The Tarrant County Criminal District’s Attorney’s office expects cases to keep multiplying as case scrutiny intensifies, according to Criminal District Attorney Sharen Wilson.
Since taking the reins from Joe Shannon in early 2015, the former state district judge and criminal district attorney for the state’s third-most-populated county has watched criminal cases multiply as staff struggles to keep up with the workload.
“Backlogs are growing, and that’s only going to increase,” said Wilson, speaking April 13 at a breakfast meeting sponsored by Fort Worth Business. The gathering saw Wilson serve as keynote speaker and featured a question-and-answer session moderated by editor Robert Francis.
Just as transportation planners struggle to accommodate a growing North Texas population, so does Wilson’s office cope with a mounting caseload. She cited an effort to maintain her office’s quality of work even as its 300 full-time employees — including about 155 attorneys — handle an average of 45,000 cases in any given year.
Helping fuel that resolve was the Michael Morton case, named after a Texas County supermarket manager wrongly convicted and sentenced to die for the murder of his wife.
“That’s a horrible case,” said Wilson of the 1986 crime. “The prosecution withheld evidence that would have found him not guilty.”
Instead, Morton spent almost 25 years in prison for the murder of his wife before his 2011 release, despite what many observers considered copious evidence demonstrating his innocence.
“Because of the Michael Morton Act [Texas Senate Bill 1611, intended to ensure a more open discovery process], cases are going slower,” said Wilson, pointing to DNA evidence and related technology as tools in prosecution while also crediting the human element.
“You’re still going to have humans look at everything to make sure we’re doing the right thing,” Wilson said.
The CDA’s office workload is formidable with or without technology.
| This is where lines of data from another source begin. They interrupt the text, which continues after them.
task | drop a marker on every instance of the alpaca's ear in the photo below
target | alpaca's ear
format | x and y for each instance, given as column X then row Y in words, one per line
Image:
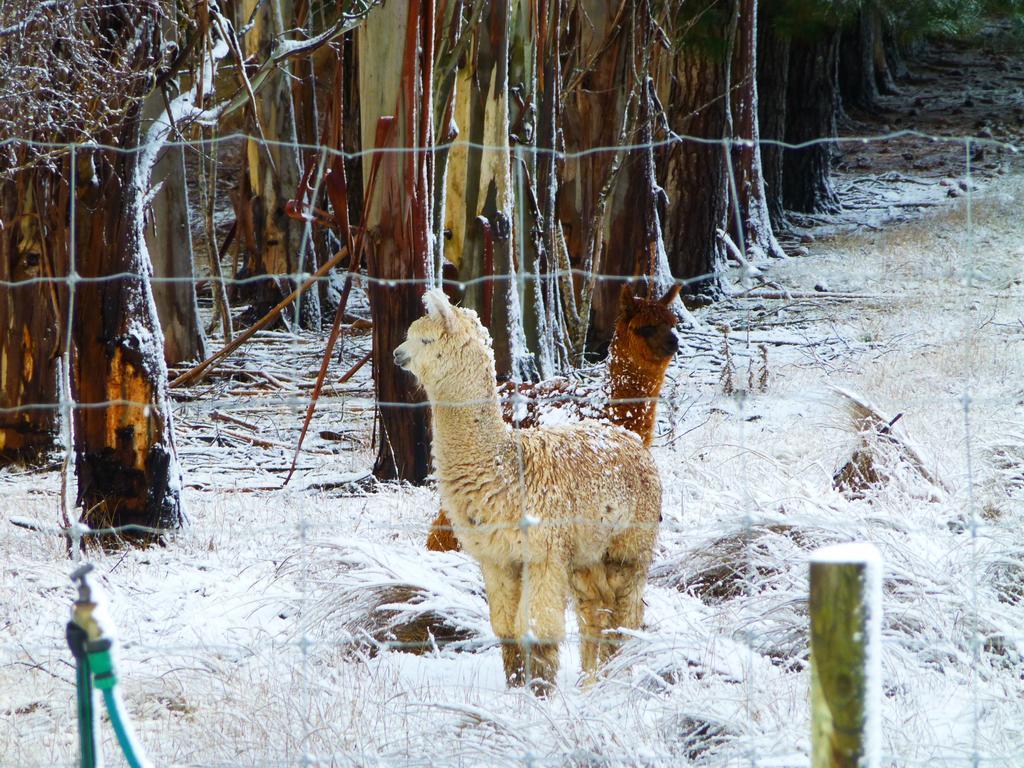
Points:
column 670, row 295
column 439, row 307
column 626, row 299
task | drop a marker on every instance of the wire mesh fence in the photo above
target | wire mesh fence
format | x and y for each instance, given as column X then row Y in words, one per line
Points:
column 307, row 625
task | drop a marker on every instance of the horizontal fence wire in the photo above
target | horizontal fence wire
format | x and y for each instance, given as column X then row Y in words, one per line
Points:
column 749, row 748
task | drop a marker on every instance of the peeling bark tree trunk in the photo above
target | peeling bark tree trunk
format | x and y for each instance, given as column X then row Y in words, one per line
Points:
column 758, row 239
column 170, row 246
column 30, row 345
column 634, row 246
column 124, row 451
column 395, row 59
column 693, row 90
column 598, row 113
column 773, row 65
column 810, row 117
column 478, row 198
column 274, row 170
column 535, row 78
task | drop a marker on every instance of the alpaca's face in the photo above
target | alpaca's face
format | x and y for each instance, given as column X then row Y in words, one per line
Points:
column 649, row 328
column 445, row 352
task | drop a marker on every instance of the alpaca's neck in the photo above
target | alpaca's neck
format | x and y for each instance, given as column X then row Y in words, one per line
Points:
column 639, row 384
column 468, row 430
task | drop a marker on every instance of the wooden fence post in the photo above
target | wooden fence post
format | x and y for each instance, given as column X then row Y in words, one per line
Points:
column 846, row 660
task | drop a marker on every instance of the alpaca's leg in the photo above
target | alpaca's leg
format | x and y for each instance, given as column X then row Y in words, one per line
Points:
column 441, row 538
column 541, row 621
column 627, row 580
column 594, row 601
column 502, row 584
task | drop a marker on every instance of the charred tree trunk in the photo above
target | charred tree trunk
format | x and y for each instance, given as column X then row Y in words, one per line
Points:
column 883, row 75
column 30, row 346
column 757, row 238
column 692, row 87
column 773, row 66
column 124, row 451
column 395, row 59
column 811, row 118
column 856, row 61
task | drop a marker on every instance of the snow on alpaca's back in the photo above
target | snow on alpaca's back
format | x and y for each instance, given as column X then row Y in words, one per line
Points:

Its four divisions — civil, criminal, investigation and chief of staff — handle thousands of cases each year, with mental health and domestic violence among cases increasing in recent years.
Asked by why mental health cases are multiplying, Wilson said, “I don’t know. Those are not all separate, distinct individuals.”
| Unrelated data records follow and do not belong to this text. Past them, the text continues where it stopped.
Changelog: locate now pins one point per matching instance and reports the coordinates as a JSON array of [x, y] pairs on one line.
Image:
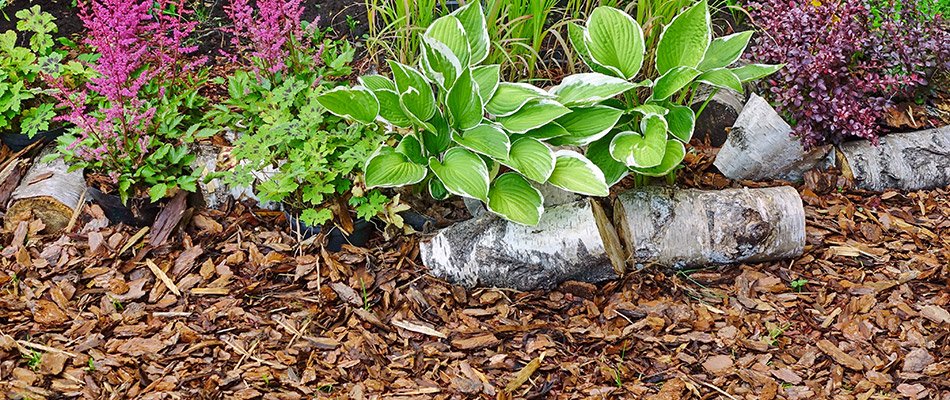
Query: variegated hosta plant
[[651, 140], [468, 134]]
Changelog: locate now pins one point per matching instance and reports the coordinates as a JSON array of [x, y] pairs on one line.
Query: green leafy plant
[[314, 157], [651, 142], [25, 102]]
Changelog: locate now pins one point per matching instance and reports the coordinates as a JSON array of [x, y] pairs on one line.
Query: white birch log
[[681, 228], [905, 161], [48, 192], [568, 244], [760, 147]]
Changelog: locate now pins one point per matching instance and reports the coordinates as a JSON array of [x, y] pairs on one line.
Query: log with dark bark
[[905, 161], [760, 147], [682, 228], [48, 192], [719, 115], [568, 244]]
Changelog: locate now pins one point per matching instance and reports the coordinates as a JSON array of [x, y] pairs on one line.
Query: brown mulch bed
[[235, 308]]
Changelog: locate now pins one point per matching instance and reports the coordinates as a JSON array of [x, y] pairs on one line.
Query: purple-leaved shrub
[[132, 120], [842, 69]]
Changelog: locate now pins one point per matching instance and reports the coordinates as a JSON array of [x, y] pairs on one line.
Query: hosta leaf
[[532, 158], [356, 103], [415, 94], [589, 88], [685, 40], [615, 41], [390, 110], [548, 131], [437, 135], [682, 121], [388, 168], [751, 72], [673, 81], [412, 149], [486, 139], [512, 197], [587, 124], [464, 103], [487, 77], [510, 97], [377, 82], [672, 157], [575, 173], [641, 151], [533, 115], [724, 51], [462, 172], [476, 31], [599, 154], [449, 30], [576, 33], [439, 63], [722, 78]]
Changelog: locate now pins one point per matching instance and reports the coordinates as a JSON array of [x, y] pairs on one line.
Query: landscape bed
[[288, 199]]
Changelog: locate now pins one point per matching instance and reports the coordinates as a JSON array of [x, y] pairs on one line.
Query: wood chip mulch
[[232, 308]]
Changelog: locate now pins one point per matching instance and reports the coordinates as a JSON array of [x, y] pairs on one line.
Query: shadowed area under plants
[[234, 308]]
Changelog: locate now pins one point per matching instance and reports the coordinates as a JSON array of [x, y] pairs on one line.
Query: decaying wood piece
[[760, 147], [48, 192], [568, 244], [905, 161], [681, 228], [720, 114]]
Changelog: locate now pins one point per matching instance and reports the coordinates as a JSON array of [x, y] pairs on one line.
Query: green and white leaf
[[685, 40], [464, 103], [721, 78], [599, 154], [751, 72], [641, 150], [575, 173], [533, 159], [673, 81], [415, 94], [514, 198], [724, 51], [587, 124], [439, 63], [472, 18], [462, 172], [488, 77], [357, 103], [388, 168], [486, 139], [615, 41], [449, 30], [672, 157], [589, 88], [533, 115], [510, 97]]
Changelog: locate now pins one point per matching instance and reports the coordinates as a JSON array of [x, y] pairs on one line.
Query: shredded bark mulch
[[235, 307]]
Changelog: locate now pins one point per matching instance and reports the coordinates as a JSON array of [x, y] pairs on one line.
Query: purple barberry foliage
[[842, 69], [268, 32], [139, 45]]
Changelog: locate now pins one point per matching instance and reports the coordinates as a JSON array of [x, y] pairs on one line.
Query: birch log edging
[[905, 161], [681, 228], [48, 192], [568, 244], [760, 147]]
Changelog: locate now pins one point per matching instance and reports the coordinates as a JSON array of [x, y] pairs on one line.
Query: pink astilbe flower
[[140, 46], [271, 36]]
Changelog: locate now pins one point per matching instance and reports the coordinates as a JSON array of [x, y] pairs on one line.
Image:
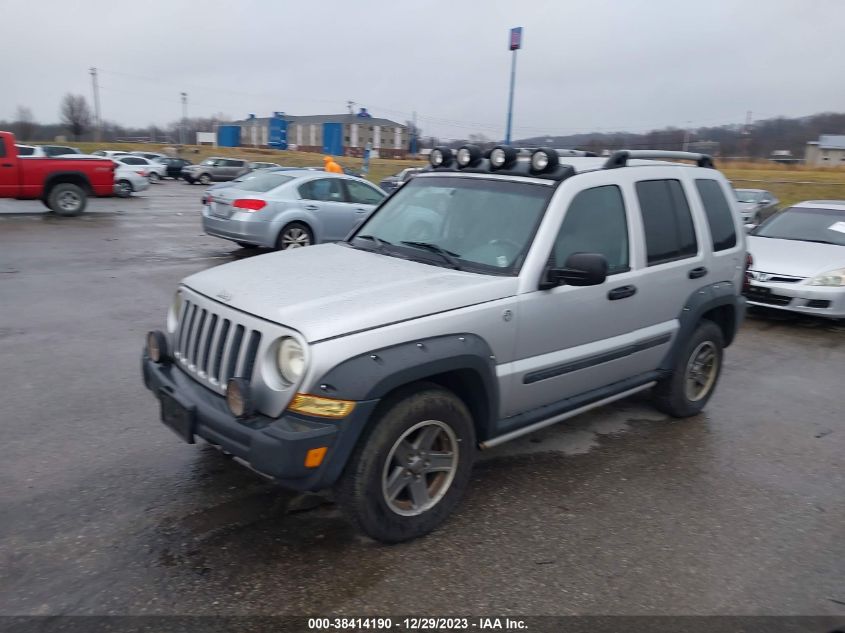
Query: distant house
[[337, 134], [828, 151]]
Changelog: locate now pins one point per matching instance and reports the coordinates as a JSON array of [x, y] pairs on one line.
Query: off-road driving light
[[157, 347], [502, 157], [238, 398], [321, 407], [440, 157], [469, 155], [290, 359], [543, 160]]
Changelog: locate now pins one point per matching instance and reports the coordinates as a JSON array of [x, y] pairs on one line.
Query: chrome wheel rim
[[69, 201], [702, 369], [420, 468], [295, 238]]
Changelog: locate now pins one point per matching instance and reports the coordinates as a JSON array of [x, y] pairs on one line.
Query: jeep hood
[[795, 258], [330, 290]]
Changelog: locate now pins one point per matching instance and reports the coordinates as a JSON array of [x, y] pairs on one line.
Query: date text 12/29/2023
[[416, 624]]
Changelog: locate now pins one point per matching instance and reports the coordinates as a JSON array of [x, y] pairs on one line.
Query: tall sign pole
[[515, 45]]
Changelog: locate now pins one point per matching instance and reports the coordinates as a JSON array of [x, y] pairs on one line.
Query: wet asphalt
[[622, 511]]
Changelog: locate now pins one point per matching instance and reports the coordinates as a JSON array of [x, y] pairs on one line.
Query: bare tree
[[24, 123], [76, 115]]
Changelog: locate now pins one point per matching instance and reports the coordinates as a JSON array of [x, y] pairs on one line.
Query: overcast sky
[[587, 65]]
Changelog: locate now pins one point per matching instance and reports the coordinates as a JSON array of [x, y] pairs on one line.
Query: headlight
[[830, 278], [174, 312], [290, 359]]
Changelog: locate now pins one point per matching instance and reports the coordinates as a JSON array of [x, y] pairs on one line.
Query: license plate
[[178, 418]]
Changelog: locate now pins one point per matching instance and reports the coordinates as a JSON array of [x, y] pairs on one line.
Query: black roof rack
[[620, 158]]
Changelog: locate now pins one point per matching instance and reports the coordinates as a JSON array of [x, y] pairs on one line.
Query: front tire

Such cases jumped 21 percent to 3,804 in 2015 compared to the previous year.
The introduction of online case filing may have increased numbers of public filings “because we’re more accessible,” especially for protective orders, Wilson noted.
Meanwhile, the criminal division is seeing more family violence, driving while intoxicated and marijuana possession cases, the top three offenses in the division, while ID theft, and real estate deed theft also are on the rise.
In the civil division, lawsuits filed again elected officials keep attorneys busy.
“Guess who gets sued the most. That would be the sheriff,” said Wilson, adding that CDA attorneys “have to know a little about a ton of issues.”
Asked to give some advice for young lawyers, and Wilson said, “Be ethical because the one thing you can’t get back is your reputation. Don’t be afraid to know the law greater than anyone else in the county.”